COURT GRANTS CONDOMINIUM BOARD’S MOTION TO APPOINT RECEIVER OF UNIT WHOSE OWNER WAS NOT PAYING COMMON CHARGES
In previous issues of this Client Advisory we have discussed remedies available to a Condominium Board of Managers when a unit owner fails to pay common charges over an extended period. In an increasing number of cases where the facts warrant such relief, courts are appointing receivers for such units.
In Matter of Board of Managers of 20 Pine Street Condominium v. MN Pine St., LLC, 2017 N.Y. Misc. LEXIS 4414, 2017 N.Y. Slip Op. 32403(U) (Sup. Ct. N.Y. Co. Nov. 13, 2017), the Board of Managers had secured a money judgment against a unit owner for $20,750, and the unit owner was indebted to the Board for another $125,000 in additional common charges and fees that had not yet been reduced to judgment. The Board of Managers sought “the appointment of a receiver in order to satisfy the judgment debt and recover all other indebtedness owed to it” by the Unit Owner.
The court found that the Board “has adequately demonstrated its interest in the unit, and shown that there is a danger of irreparable loss and damage to the unit in the absence of a receiver, since [the Unit Owner] is a limited liability company, and unless [the Unit Owner] leases out the unit, which it has failed to do, there will be no one residing therein to maintain and care for the unit. In addition, since [the Unit Owner] has failed to keep its obligations to the [Board] current, and the [Board] has shown that there is little or no likelihood that it will be able to collect the judgment against [the Unit owner] or recover the additional charges that have accrued since the entry of the judgment, the [Board], in the absence of a receiver to effectuate a rental or sale, would have to forego income that is necessary to pay taxes, utilities, and building staff. Hence, the appointment of a receiver is warranted.” The court’s order authorized the receiver to take actions including retaining a broker to find a tenant for the unit, lease the unit, collect rent, and remit the common charges to the Condominium. The receiver was also authorized to sell the unit.
CONDOMINIUM BOARD THAT PREVAILED IN LITIGATION AWARDED ATTORNEYS’ FEES, BUT NOT “FEES ON FEES”
A Condominium Board of Managers and the Sponsor had a dispute that resulted in litigation. The parties entered into a settlement agreement that provided, among other things, that if either party had to bring an action in court to enforce the settlement, “the prevailing party in such action shall be entitled to recover all costs and expenses, including … reasonable attorneys’ fees and disbursements, incurred in connection with the prosecution or defense of such action …. ” The condominium sued the sponsor for breach of the settlement agreement, prevailed on appeal, and then sought an award of attorneys’ fees.

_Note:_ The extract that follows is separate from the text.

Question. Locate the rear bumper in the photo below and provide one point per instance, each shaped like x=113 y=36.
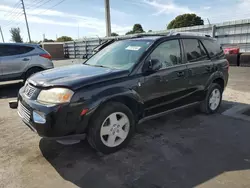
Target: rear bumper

The court held that the Condominium was the prevailing party in the litigation and was entitled to recover its attorneys’ fees as provided in the settlement agreement. The court also held that the Condominium was entitled to 9% interest on the attorneys’ fee award, beginning on the date the Condominium prevailed on its appeal. The Sponsor’s argument that the settlement agreement did not provide for interest was rejected, as the subj ct of interest on judgments is governed by statute.
However, the Condominium’s attorneys’ fees award would be limited to the fees incurred in the underlying litigation and appeal, and would not include the attorneys’ fees incurred in connection with the motion to recover attorneys’ fees. Under New York law, the court held, an attorneys’-fee clause must “explicitly provide” for recovery of “fees on fees’ before they may be awarded, which the clause in this case did not. The case was referred for a hearing on the amount of reasonable fees to be awarded. Park Union Condominium v. 910 Union Street, LLC, 2017 N.Y. Misc. LEXIS 4545, 2017 N.Y. Slip Op. 32487(U) (Sup. Ct. N.Y. Co. Nov. 22, 2017).